Fri. Dec 12th, 2025

Canada’s Economy Surges Back: Surprising Q3 Growth Masks Deeper Struggles

Canada’s economy delivered an unexpected comeback in the third quarter of 2025, rebounding sharply with 2.6% annualized growth — far stronger than predictions from both the Bank of Canada and private-sector economists. The turnaround follows a difficult second quarter marked by a 1.8% contraction driven by U.S. tariffs.

Statistics Canada reports that the rebound was powered largely by an improved trade balance. Exports inched up 0.2% between July and September after a steep 7% drop in the previous quarter. At the same time, imports plunged 2.2% — the sharpest drop since late 2022 — helping push GDP higher.

Economists, however, warn that the underlying picture is less encouraging. Domestic demand — which captures spending by households, businesses, and governments — was slightly negative, and household consumption saw its biggest non-pandemic quarterly decline in nearly 20 years, due mostly to reduced vehicle purchases. Business investment also weakened, and manufacturing inventories grew at a slower pace.

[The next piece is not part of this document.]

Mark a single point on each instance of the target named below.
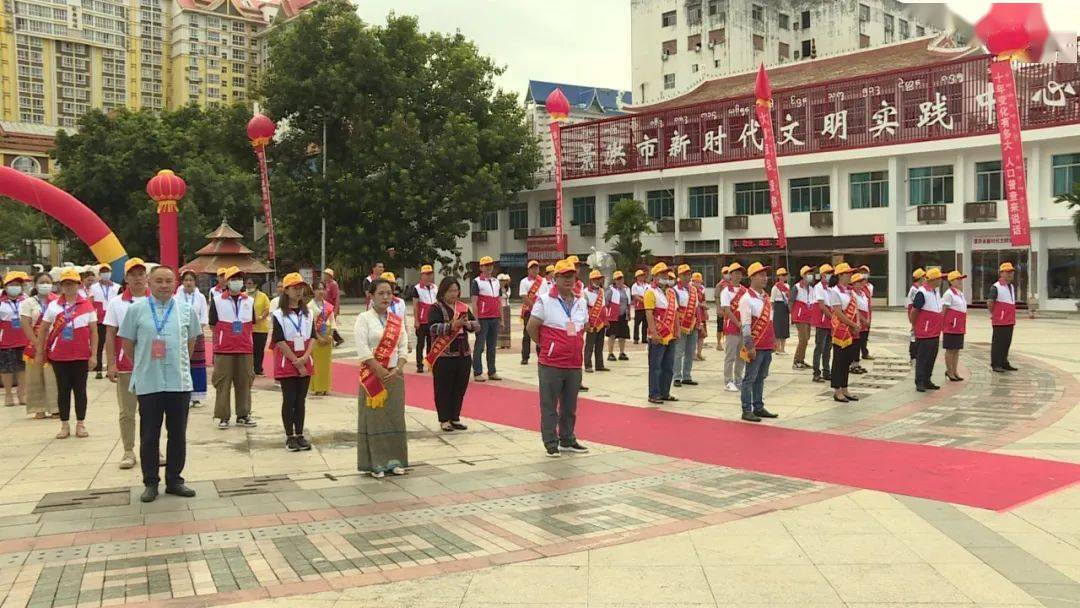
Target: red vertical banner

BMO chief economist Doug Porter called the headline growth number a pleasant surprise, but noted that the details reveal softer momentum. TD Bank economist Andrew Hencic added that the figures remain “noisy” due to the Q2 trade shock and pointed to the flat domestic demand as the more important takeaway.

Revisions to GDP data for 2022, 2023, and 2024 were also released, collectively raising previously reported growth by 1.4 percentage points — suggesting the economy had been more resilient than earlier believed. Still, Statistics Canada cautioned that this quarter’s results may face larger-than-usual revisions due to the recent U.S. government shutdown that disrupted the flow of customs data.

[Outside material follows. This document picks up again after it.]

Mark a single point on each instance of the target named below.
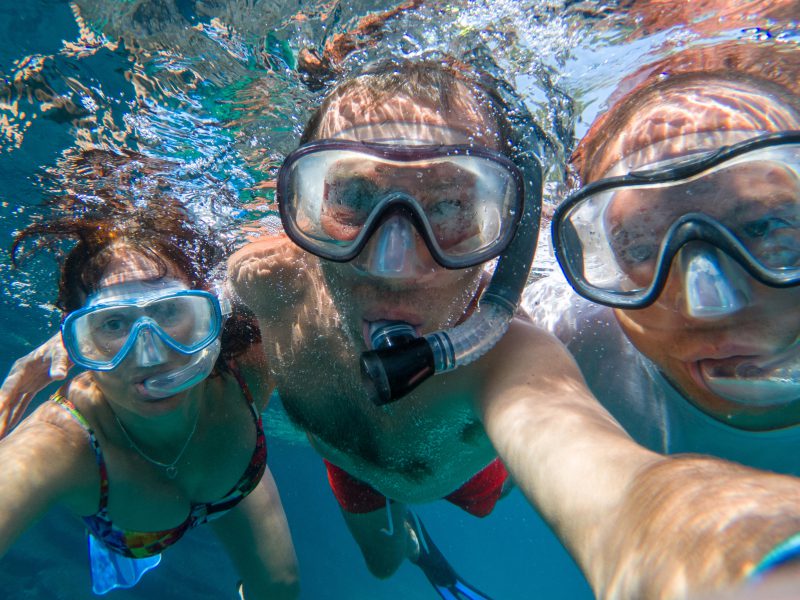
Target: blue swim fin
(438, 571)
(111, 570)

Government capital spending also contributed to the quarter’s performance, including an 82% jump in expenditures on weapon systems. A modest recovery in resale housing helped offset declines in construction.

Monthly GDP showed a 0.2% rise in September, led by manufacturing and a rebound in transportation and warehousing after the Air Canada flight attendants strike. But early estimates for October point to a 0.3% decline, suggesting a weak start to the fourth quarter.

The results arrive just ahead of the Bank of Canada’s final interest rate decision of the year on December 10. The central bank recently cut its benchmark rate to 2.25% but signalled that further reductions are unlikely unless economic trends shift significantly.

Economists like Bradley Saunders at Capital Economics say the import-driven Q3 boost obscures the economy’s struggle for momentum. Without a strong rebound in November, growth could fall short of the Bank of Canada’s projected path.

Even so, Porter says the surprising Q3 performance should help quiet recession fears — at least for now — even as policymakers navigate a landscape of mixed signals.